UMEZAWA: Beyond the fact that the ending of a relationship still sucks no matter what time period it happens in, there is a mental health element to this opera that really resonates with me. The question of perception is a theme that runs through the entire show. How does the woman's understanding of the current state of her life affect the decisions she makes over the course of the phone conversation? We watch a very desperate woman convince herself that there is no reason to live in just under an hour, and that is deeply troubling. 

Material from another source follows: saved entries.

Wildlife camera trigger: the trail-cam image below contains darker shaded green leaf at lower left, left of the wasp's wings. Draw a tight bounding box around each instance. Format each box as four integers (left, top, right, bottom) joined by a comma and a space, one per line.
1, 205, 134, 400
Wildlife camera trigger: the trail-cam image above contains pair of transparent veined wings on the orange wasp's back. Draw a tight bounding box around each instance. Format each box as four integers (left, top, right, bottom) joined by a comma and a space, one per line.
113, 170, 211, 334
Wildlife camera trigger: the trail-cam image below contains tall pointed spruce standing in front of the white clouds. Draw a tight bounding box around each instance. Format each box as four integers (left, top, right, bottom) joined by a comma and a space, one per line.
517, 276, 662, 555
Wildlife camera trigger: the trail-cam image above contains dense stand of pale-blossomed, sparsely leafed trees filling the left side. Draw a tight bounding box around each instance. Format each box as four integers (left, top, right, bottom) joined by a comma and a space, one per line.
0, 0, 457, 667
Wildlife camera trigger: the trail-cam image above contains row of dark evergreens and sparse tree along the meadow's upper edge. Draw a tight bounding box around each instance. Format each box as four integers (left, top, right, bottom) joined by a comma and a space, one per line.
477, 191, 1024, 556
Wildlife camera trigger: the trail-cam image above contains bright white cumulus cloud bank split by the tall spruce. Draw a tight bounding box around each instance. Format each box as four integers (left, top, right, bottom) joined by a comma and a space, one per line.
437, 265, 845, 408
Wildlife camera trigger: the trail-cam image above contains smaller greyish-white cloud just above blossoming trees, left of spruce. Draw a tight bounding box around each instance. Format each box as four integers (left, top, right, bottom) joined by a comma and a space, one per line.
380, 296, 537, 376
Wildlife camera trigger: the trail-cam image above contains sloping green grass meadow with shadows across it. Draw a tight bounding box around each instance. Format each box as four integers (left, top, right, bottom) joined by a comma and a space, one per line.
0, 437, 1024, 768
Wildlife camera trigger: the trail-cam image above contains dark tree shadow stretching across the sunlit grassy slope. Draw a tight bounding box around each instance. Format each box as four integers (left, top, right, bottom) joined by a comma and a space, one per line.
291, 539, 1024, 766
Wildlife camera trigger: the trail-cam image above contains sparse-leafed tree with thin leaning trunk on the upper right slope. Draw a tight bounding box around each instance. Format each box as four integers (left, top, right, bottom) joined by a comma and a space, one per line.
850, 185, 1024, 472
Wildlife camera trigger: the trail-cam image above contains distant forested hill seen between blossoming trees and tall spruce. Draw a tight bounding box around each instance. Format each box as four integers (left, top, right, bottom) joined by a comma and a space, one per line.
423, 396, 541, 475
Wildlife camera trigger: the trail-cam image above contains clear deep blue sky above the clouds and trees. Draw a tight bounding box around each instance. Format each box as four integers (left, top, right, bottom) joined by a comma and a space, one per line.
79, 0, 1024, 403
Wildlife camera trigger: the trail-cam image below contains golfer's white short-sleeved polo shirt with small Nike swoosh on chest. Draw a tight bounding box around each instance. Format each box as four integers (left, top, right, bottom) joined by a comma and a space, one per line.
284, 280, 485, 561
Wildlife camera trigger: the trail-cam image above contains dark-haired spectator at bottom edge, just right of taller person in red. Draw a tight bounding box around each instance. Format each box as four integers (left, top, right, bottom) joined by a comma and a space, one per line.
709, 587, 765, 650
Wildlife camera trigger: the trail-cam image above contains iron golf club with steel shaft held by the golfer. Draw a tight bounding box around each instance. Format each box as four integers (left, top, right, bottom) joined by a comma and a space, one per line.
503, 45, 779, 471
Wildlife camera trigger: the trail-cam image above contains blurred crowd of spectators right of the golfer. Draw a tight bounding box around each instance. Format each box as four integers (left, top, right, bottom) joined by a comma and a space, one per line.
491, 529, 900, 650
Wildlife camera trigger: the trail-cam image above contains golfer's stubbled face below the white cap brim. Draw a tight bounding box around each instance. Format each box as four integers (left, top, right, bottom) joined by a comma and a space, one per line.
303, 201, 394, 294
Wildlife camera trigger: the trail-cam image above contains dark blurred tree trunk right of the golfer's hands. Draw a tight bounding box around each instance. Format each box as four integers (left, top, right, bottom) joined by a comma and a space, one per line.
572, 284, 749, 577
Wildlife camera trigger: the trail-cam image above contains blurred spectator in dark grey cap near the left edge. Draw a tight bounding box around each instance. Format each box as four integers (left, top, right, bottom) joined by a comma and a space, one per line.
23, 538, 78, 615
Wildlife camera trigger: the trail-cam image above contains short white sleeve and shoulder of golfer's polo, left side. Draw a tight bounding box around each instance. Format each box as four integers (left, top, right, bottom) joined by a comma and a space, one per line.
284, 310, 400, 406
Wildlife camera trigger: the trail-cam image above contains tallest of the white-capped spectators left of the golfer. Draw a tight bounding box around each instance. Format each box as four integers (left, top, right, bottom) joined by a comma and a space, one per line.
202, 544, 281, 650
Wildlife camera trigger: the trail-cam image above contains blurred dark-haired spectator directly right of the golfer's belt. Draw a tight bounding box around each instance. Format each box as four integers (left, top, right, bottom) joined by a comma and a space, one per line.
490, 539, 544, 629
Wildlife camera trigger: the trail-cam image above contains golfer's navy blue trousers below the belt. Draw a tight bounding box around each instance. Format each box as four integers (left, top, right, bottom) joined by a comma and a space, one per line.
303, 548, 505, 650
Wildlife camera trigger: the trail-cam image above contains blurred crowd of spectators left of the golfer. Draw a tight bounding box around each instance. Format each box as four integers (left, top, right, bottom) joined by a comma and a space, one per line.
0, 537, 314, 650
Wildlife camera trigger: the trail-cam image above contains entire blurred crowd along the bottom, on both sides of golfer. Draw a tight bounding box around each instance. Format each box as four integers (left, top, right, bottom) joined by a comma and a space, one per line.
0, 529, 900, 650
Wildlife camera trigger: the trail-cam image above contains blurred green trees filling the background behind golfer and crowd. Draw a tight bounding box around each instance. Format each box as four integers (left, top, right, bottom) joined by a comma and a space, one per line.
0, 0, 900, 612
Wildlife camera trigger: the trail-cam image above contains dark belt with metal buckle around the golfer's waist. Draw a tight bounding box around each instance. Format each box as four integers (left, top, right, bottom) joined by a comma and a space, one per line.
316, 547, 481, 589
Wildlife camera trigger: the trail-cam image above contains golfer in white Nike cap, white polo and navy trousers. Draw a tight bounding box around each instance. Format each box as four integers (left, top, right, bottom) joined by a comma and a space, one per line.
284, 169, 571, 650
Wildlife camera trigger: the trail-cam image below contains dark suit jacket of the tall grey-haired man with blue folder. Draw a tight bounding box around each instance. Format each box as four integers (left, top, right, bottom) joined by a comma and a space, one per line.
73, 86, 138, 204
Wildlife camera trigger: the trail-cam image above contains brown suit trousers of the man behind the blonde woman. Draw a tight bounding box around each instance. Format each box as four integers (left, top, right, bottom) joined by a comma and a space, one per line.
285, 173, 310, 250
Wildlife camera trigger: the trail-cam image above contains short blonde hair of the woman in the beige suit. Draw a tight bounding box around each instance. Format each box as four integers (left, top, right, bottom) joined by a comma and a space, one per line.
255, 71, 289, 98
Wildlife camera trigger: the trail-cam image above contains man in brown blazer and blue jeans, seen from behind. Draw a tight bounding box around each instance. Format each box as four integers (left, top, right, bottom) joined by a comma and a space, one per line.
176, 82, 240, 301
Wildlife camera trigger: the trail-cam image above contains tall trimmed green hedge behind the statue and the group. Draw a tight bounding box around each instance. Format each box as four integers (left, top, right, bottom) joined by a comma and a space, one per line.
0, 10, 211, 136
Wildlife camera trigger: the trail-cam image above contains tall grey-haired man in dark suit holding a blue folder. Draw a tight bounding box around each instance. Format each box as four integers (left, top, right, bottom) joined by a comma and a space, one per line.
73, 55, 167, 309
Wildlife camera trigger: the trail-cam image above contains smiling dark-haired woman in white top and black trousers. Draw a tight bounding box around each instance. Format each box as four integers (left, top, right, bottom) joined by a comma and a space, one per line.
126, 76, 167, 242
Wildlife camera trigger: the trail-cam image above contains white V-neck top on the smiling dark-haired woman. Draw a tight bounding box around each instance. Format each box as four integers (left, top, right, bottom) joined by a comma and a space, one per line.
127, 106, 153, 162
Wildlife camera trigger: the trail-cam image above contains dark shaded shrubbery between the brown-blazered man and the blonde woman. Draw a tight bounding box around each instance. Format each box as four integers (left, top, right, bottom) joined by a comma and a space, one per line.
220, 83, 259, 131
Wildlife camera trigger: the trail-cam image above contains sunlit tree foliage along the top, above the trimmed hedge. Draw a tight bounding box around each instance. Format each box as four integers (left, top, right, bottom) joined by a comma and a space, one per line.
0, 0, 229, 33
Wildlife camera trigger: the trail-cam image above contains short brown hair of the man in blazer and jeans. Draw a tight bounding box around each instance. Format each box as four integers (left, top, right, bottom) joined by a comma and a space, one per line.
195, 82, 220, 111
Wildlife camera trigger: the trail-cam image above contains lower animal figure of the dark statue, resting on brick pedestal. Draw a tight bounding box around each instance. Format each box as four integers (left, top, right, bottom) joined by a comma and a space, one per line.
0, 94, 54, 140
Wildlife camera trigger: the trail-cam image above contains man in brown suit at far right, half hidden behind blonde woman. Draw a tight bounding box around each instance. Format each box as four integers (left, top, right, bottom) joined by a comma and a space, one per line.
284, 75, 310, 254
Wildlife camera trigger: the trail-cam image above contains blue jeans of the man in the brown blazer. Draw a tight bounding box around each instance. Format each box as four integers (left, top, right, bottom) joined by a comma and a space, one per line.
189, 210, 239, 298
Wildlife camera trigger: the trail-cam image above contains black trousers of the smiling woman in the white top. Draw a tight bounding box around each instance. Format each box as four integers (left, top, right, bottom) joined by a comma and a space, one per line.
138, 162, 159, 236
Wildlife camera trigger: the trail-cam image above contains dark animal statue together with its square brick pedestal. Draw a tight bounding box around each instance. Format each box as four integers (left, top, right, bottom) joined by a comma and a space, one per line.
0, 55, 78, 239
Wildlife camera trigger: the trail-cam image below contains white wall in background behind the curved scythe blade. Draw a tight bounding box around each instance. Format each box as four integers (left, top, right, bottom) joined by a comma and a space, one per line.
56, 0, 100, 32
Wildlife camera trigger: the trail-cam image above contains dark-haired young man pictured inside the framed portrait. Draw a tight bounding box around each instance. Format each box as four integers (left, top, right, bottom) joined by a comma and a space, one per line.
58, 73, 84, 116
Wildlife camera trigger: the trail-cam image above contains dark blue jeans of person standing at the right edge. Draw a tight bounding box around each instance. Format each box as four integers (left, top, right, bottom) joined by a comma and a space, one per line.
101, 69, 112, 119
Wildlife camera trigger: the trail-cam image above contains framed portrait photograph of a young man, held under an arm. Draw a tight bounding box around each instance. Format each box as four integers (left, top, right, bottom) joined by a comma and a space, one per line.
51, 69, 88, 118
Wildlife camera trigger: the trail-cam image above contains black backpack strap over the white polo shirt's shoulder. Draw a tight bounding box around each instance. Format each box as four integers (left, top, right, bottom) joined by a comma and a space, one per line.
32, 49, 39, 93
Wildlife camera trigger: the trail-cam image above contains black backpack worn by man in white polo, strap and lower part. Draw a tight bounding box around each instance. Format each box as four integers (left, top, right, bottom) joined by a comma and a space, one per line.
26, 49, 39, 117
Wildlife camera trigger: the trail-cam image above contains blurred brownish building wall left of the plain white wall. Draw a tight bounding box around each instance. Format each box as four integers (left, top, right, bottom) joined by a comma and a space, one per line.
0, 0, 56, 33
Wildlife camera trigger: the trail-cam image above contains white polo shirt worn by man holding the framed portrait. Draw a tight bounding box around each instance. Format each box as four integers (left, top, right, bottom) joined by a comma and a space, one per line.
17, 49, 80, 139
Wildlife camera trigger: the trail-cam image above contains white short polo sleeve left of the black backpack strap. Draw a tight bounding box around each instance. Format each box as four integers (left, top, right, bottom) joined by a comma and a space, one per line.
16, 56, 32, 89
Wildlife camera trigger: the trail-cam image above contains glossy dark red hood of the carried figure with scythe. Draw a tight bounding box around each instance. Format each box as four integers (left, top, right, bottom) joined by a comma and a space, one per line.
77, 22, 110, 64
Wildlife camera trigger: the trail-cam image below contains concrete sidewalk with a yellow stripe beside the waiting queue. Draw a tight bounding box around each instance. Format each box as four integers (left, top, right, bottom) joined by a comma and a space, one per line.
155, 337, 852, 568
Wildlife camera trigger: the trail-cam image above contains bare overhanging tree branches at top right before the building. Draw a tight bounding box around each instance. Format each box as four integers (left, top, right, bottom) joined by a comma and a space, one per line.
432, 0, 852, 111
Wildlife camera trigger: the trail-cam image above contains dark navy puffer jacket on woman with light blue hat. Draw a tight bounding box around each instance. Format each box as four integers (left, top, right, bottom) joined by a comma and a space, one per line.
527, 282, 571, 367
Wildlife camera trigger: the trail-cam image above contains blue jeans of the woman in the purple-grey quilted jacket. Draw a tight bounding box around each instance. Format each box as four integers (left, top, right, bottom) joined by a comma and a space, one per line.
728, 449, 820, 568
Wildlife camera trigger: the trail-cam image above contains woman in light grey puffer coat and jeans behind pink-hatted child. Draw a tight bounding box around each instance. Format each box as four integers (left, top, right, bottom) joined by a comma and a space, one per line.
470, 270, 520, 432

We're very fortunate that our society is beginning to understand that mental wellness plays as much of a role in our overall well being as physical health. Mental illness manifests itself in many different ways. It isn't always obvious to spot, and it doesn't have to mean a person is stark raving mad. Anxiety and depression are serious disorders that many people deal with undiagnosed, and that is what makes the woman in this opera so believable. My hope is that audiences will leave with a deeper appreciation of how these things can impact our lives, and that we might contribute to the ongoing conversation about how we can embrace our own mental health.

Ottawa Fringe details

(from the company website)
Walk into any opera house and look around. In one word, what do you see? Old? Money? Snobs? Intellect? Elite? When you think of opera as an art form, do you think of Bugs Bunny in bull horns, or a guy in a speedo selling gum? Maybe you’re thinking of Italian food. At Opera Five we believe that opera is all these things, but that it can be so much more. It’s an art form that has unlimited potential, that has inspired artists for centuries, an art form we love and most importantly one that can move any audience, period. When opera was developed it was meant to combine all art forms and we intend to push that to the limit by combining opera with any and every distinct art form such as dance, photography, visual art, performance art, creative writing, and even culinary arts by showcasing new talent in each medium. Above everything else, the most important element of our vision is you. We want to create the kinds of opera you want to see. We want you to forget everything you think you know about opera and show you something that is pure entertainment in a venue that you feel comfortable in.